Duas balanças do DNIT na BR-259 são interditadas após diferenças na pesagem, no ES

150

Duas balanças do Departamento Nacional de Infraestrutura de Trânsito (DNIT), instaladas na BR-259, no Espírito Santo, foram interditadas após denúncias de irregularidades nas pesagens. O DNIT informou que acionou a empresa responsável pelo serviço para fazer as correções.

As balanças foram instaladas em Colatina, no Noroeste, e em João Neiva, no Norte, há menos de dois anos e eram usadas para fiscalizar veículos de transporte de rochas ornamentais. As duas foram desativadas depois de apresentarem diferença na pesagem acima do mínimo permitido pelo Instituto Nacional de Metrologia, Qualidade e Tecnologia (Inmetro).

No Estado, a pesagem de cargas é feita por dois tipos de balança: a fixa, que pesa o veículo inteiro; e a móvel, que pesa cada eixo e depois soma.

Segundo os motoristas, pelo tipo de carga, os caminhões que transportam pedras não poderiam ser pesados nas balanças móveis.

“Essa soma está incorreta porque a balança tem uma espessura de 5 centímetros. Quando o eixo é colocado na balança, ele fica acima dos outros e fica mais pesado. Isso é evidente. Quando se soma os três, com uma diferença em cada, você vai ter o excesso de peso que não existe”, diz o empresário Cláudio Gabler.

Diferenças

O limite de peso para o transporte de rochas ornamentais é de 57.225 quilos de peso total, somada a carga e o peso do veículo. Mas, os empresários do setor têm documentos que mostram erros para mais e para menos nas balanças interditadas.

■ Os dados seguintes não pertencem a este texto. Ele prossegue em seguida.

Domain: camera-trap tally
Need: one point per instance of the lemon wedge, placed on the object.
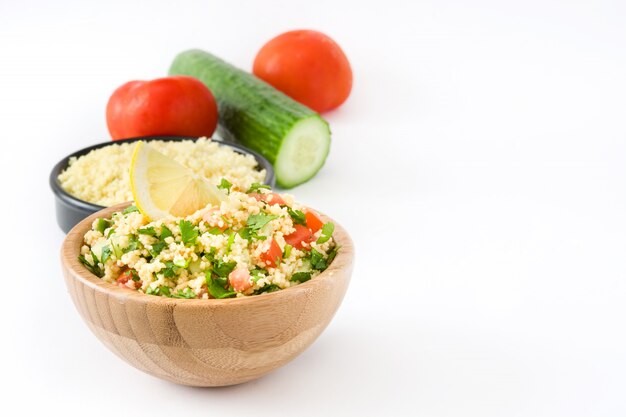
(162, 186)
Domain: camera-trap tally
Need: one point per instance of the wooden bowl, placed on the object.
(205, 343)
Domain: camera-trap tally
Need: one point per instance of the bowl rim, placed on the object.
(59, 191)
(72, 243)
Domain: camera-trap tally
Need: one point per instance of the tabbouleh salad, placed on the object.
(257, 241)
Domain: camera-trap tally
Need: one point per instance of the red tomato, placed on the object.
(299, 237)
(240, 279)
(166, 106)
(313, 221)
(273, 255)
(308, 66)
(270, 198)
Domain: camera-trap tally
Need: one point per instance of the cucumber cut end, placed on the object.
(303, 152)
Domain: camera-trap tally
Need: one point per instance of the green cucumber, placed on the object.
(294, 138)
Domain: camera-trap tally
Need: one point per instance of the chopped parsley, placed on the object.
(215, 231)
(130, 209)
(317, 260)
(102, 225)
(222, 269)
(301, 276)
(106, 254)
(267, 288)
(133, 244)
(256, 187)
(165, 232)
(297, 216)
(185, 293)
(170, 269)
(216, 288)
(225, 185)
(255, 223)
(188, 232)
(147, 231)
(157, 248)
(92, 265)
(287, 251)
(327, 232)
(160, 290)
(258, 273)
(231, 240)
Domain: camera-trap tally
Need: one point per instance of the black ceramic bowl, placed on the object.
(71, 210)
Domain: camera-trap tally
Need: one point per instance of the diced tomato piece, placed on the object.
(270, 198)
(313, 221)
(273, 255)
(299, 237)
(240, 279)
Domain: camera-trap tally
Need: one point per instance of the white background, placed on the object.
(479, 165)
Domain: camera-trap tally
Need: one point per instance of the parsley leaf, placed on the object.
(157, 248)
(160, 290)
(170, 269)
(186, 293)
(165, 232)
(327, 232)
(256, 187)
(258, 273)
(222, 269)
(301, 276)
(297, 216)
(317, 260)
(130, 209)
(188, 232)
(92, 265)
(217, 290)
(231, 240)
(106, 254)
(287, 251)
(255, 223)
(267, 288)
(332, 254)
(133, 244)
(147, 231)
(102, 225)
(225, 185)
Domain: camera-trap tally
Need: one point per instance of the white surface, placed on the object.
(479, 165)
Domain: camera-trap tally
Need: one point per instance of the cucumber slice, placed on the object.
(294, 138)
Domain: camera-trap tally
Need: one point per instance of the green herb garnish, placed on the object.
(92, 265)
(160, 290)
(185, 293)
(301, 276)
(256, 187)
(106, 254)
(317, 260)
(216, 289)
(287, 251)
(222, 269)
(327, 232)
(165, 232)
(102, 225)
(147, 231)
(225, 185)
(188, 232)
(130, 209)
(157, 248)
(297, 216)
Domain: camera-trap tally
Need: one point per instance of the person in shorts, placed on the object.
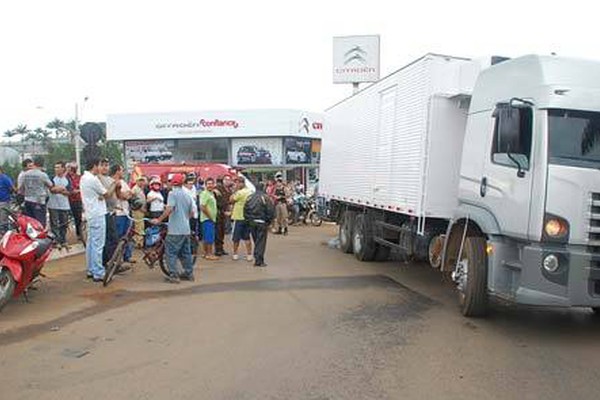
(208, 218)
(241, 230)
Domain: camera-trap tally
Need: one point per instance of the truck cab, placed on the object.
(527, 225)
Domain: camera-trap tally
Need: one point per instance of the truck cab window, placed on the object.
(512, 136)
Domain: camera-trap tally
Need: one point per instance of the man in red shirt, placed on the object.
(75, 196)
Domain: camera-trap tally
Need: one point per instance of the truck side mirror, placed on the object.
(512, 135)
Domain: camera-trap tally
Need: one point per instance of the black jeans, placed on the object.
(36, 211)
(112, 238)
(77, 210)
(58, 223)
(220, 229)
(259, 232)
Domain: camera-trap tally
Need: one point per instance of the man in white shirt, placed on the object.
(93, 195)
(58, 204)
(123, 193)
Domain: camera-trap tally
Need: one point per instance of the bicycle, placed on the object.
(152, 254)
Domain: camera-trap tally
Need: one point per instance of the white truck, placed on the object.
(488, 172)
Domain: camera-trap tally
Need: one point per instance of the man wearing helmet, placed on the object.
(155, 198)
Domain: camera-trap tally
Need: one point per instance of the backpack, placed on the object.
(152, 235)
(259, 206)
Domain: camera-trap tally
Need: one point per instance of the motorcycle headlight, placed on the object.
(31, 232)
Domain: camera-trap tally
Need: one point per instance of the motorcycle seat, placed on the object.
(43, 245)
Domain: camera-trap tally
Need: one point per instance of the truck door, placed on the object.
(383, 146)
(507, 177)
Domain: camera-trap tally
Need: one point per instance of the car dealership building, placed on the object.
(261, 142)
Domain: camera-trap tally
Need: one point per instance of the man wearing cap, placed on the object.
(222, 195)
(179, 210)
(241, 231)
(75, 197)
(138, 191)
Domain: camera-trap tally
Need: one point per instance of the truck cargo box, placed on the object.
(396, 145)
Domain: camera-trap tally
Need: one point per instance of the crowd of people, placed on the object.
(190, 206)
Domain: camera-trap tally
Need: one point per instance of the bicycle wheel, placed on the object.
(114, 263)
(162, 260)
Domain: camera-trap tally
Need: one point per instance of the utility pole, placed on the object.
(77, 137)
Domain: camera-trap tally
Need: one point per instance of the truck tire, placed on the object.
(363, 245)
(472, 291)
(382, 253)
(345, 232)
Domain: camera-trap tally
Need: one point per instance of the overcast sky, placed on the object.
(146, 56)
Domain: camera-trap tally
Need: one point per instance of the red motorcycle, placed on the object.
(24, 249)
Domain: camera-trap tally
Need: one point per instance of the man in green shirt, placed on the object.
(208, 217)
(241, 231)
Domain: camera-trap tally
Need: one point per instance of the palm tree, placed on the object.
(58, 127)
(9, 133)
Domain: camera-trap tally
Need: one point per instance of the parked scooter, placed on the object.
(24, 249)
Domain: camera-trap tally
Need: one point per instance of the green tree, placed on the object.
(59, 128)
(60, 152)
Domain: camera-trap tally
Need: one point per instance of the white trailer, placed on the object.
(489, 172)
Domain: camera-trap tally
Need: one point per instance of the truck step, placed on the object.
(389, 244)
(513, 264)
(389, 227)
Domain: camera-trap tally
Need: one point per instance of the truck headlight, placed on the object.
(556, 229)
(550, 263)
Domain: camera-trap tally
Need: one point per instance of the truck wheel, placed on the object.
(345, 233)
(434, 253)
(362, 239)
(382, 253)
(470, 276)
(7, 286)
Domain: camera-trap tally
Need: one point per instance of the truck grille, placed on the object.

Na balança da empresa, uma carreta estava com peso total de 52.020 quilos. Na notificação feita em uma balança na rodovia, foi constatado o peso 53.480 quilos, e na notificação enviada ao proprietário do veículo pelo DNIT, a carreta estava com 19 mil quilos.

Em outra notificação, consta que uma carreta estava pesando 57.260 quilos, mas na multa estava 107.600 quilos.

Multas

“Estou com oito multas, que somadas estão na média de R$ 8 mil. A gente trabalha com medo porque a gente sai da pedreira com nota fiscal achando que estamos certos e em João Neiva, na balança, mostra uma diferença de 2 mil quilos. Chega no porto para pesar em uma balança particular e a diferença fica nítida”, comenta o caminhoneiro Juliano Pertel.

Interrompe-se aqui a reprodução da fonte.